Est-ce que mon orthophoniste a le droit de contacter l’école? Oui, à condition que vous ayez signé une autorisation de communication. Sans cette signature, votre orthophoniste n’a même pas le droit d’indiquer que votre enfant a un dossier à sa clinique.
Est-ce que je suis obligée d’avoir un rapport d’évaluation pour que mon enfant bénéficie d’un plan d’intervention à son école? Pas obligatoirement. Les conditions de la mise en place d’un plan d’intervention sont explicitées dans ce document « en bref » : http://www.education.gouv.qc.ca/fileadmin/site_web/documents/dpse/adaptation_serv_compl/19-7053_phasesplan.pdf. Par contre, à terme, afin de bien cibler la source des difficultés, et afin d’agir efficacement, une évaluation en orthophonie peut-être recommandée.

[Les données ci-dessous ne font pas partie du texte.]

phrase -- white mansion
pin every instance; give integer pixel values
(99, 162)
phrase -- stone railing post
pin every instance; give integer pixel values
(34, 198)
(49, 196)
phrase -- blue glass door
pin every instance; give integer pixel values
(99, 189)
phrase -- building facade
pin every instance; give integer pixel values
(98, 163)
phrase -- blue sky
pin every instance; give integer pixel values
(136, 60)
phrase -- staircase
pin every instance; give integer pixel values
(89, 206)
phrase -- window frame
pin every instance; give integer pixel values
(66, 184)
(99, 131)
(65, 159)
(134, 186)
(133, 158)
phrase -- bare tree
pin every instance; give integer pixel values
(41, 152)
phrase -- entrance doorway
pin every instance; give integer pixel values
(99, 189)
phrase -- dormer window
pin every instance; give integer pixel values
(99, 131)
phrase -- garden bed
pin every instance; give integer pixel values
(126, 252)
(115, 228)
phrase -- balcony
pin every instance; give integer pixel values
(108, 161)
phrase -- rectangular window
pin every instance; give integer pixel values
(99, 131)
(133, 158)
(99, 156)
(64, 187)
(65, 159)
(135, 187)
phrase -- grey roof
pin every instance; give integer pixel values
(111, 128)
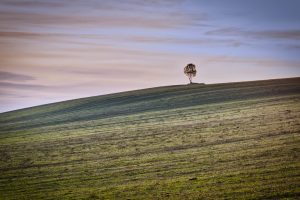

Est-ce que je dois payer si j’annule, ou si mon enfant est malade? Plusieurs cliniques privées, que ce soient des cliniques d’orthophonie, de dentistes, ou autres, vous feront signer, par avance, un contrat de service. S’il y a une politique d’annulation, celle-ci sera explicitée. Cette politique vise à garantir une certaine stabilité salariale à la praticienne en milieu privée. Certaines cliniques optent pour une version plus simple : la politique de présence. Simple question de respect : vous ne pouvez pas, ou ne voulez pas venir, vous téléphonez.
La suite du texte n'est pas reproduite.